This repository provides Tensorflow and Pytorch reference implementations for PAL. PAL is an An efficient and effective line search approach for DNNs which exploits the almost parabolic shape of the loss in negative gradient direction to automatically estimate good step sizes.
If you have any questions or suggestions, please do not hesitate to contact me: maximus.mutschler(at)uni-tuebingen.de
Fig1: PAL's basic idea
PAL is based on the empirical observarion that the loss function can be approximated by a one-dimensional parabola in negative gradient/line direction.
To do this, one additional point has to be meashured on the line.
PAL performs a variable update step by jumping into the minimum of the approximated parabola.
PAL surpasses SLS, ALIG, SGD-HD and COCOB and competes against ADAM, SLS, SGD and RMSProp on ResNet-32, MobilenetV2, DenseNet-40 and EfficientNet architectures trained on CIFAR-10 and CIFAR-100.
However, the latter are tuned by piecewise constant step sizes, whereas PAL does derive its own learning rate schedule.
PAL surpasses all those optimizers when they are trained without a schedule.
Therefore we PAL could be used in scenarios where default schedules fail.
For a detailed explanation, please refer to our paper.: https://arxiv.org/abs/1903.11991
Fig2: Exemplary performance of PAL with data augmentation
Fig3: Exemplary performance of PAL without data augmentation, however this leads to severe overfitting
For a detailed explanation, please refer to our paper.
The introduced hyperparameters lead to good training and test errors:
Usually only the measuring step size has to be adapted slightly.
Its sensitivity is not as high as the one of of the learning rate of SGD.

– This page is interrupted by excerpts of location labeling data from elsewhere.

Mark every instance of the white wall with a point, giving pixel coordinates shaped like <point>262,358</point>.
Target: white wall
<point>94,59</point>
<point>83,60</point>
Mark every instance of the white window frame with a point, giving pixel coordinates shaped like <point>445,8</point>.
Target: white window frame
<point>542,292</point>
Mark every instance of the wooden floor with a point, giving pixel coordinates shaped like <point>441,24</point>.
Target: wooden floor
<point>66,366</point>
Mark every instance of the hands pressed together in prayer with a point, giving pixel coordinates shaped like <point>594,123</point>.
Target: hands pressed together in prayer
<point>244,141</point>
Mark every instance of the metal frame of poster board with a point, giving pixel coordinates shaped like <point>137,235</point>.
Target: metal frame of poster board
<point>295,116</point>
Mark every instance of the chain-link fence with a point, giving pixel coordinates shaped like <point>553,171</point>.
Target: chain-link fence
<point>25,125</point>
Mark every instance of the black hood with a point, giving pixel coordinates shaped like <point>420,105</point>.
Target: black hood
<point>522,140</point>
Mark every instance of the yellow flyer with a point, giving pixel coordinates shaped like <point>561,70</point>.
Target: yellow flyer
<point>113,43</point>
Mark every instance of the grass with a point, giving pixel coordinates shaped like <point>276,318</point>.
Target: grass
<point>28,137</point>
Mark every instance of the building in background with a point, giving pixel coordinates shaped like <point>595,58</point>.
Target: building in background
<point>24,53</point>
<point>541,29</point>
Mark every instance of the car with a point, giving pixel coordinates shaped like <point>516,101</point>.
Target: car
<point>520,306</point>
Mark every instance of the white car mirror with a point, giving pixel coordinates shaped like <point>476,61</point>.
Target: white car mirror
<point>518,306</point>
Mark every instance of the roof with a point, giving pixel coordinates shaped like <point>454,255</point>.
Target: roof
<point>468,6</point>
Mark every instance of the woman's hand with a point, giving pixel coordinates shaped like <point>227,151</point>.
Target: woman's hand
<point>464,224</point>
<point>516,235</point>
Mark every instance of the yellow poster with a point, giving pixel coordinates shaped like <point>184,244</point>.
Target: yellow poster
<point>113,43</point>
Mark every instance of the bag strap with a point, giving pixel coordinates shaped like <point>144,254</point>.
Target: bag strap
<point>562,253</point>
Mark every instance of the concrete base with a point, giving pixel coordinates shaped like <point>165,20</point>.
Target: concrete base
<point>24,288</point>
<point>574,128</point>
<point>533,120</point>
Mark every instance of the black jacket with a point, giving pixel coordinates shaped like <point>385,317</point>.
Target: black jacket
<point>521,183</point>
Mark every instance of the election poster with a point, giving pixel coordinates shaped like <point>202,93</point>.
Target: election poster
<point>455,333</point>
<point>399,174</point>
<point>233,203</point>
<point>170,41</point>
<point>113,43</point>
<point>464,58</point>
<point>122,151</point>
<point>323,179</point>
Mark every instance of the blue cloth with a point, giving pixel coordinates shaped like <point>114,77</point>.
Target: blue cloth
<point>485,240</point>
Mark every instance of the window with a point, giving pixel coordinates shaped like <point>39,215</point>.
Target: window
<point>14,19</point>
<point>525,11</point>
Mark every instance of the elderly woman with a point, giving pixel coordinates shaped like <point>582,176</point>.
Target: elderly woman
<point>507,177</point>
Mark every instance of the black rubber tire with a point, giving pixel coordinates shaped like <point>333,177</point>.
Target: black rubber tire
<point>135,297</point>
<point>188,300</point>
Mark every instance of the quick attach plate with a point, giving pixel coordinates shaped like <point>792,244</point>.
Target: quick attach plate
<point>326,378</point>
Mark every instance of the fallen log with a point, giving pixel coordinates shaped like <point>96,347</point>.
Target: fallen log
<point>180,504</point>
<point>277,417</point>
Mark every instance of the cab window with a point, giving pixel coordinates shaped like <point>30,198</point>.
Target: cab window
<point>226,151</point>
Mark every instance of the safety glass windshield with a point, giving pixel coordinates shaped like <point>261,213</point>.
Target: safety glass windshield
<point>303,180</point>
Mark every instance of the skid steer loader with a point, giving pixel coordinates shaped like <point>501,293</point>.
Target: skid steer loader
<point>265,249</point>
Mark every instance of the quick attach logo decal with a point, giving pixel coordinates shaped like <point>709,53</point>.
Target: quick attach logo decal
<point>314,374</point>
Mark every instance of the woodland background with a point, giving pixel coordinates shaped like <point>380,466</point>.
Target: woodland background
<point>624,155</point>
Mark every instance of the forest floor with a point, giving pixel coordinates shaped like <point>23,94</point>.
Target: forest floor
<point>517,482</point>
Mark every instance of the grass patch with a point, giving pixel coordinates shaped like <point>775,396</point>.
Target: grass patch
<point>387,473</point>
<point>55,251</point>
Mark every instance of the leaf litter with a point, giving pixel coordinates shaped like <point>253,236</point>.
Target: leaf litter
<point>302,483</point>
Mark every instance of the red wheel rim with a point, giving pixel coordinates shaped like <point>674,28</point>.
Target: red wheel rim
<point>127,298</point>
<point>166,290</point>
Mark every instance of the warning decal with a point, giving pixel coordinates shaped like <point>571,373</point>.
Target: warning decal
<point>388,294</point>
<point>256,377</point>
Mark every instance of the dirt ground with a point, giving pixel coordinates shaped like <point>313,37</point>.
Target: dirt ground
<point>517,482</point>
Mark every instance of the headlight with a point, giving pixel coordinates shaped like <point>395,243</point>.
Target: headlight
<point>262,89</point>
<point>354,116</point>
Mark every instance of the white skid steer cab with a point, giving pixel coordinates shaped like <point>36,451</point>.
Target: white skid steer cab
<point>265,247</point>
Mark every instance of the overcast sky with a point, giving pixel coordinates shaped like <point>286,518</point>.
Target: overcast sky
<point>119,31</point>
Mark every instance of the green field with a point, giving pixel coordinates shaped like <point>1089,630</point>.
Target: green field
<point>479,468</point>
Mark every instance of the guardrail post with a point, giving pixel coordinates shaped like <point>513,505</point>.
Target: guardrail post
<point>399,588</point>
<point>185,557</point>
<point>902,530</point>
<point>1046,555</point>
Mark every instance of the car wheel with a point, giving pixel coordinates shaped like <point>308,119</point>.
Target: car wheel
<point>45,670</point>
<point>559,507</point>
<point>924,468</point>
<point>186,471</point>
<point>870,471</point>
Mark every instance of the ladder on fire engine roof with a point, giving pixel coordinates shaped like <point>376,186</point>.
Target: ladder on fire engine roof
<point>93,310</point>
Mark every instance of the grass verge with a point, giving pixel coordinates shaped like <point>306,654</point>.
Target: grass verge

Abbreviation | Name | Description | Default parameter intervalls | Sensitivity compared to SGD leaning rate |
---|---|---|---|---|
μ | measuring step size | distance to the second sampled training loss value | [0.1,1] | medium |
α | update step adaptation | Multiplier to the update step | [1.0,1.2,1.7] | low |
β | direciton adaptation factor | Adapts the line direction depending on previous line directions | [0.0.4] | low |
smax | maximum step size | maximum step size on line. | [3.6] | low |
- No limitations. Can be used in the same way as any other PyTorch optimizer.
- Runs with PyTorch 1.4
- Uses tensorboardX for plotting
- Parabola approximations and loss lines can be plotted
- limitations:
- The DNN must not contain any random components such as Dropout or ShakeDrop. This is because PALS requires two loss values of the same deterministic function (= two network inferences) to determine an update step. Otherwise the function would not be continuous and a parabolic approximation is not be possible. However, if these random component implementations could be changed so that drawn random numbers can be reused for at least two inferences, PAL would also support these operations.
- If using Dropout this has to be replaced with the adapted implementation we provide which works with PAL.
- With Tensorflow 1.15 and 2.0 is was not possible for us to write a completely graph-based optimizer. Therefore it has to be used slightly different as other optimizers. Have a look into the example code! This is not the case with Pytorch.
- The Tensorflow implementation does not support Keras and Estimator API.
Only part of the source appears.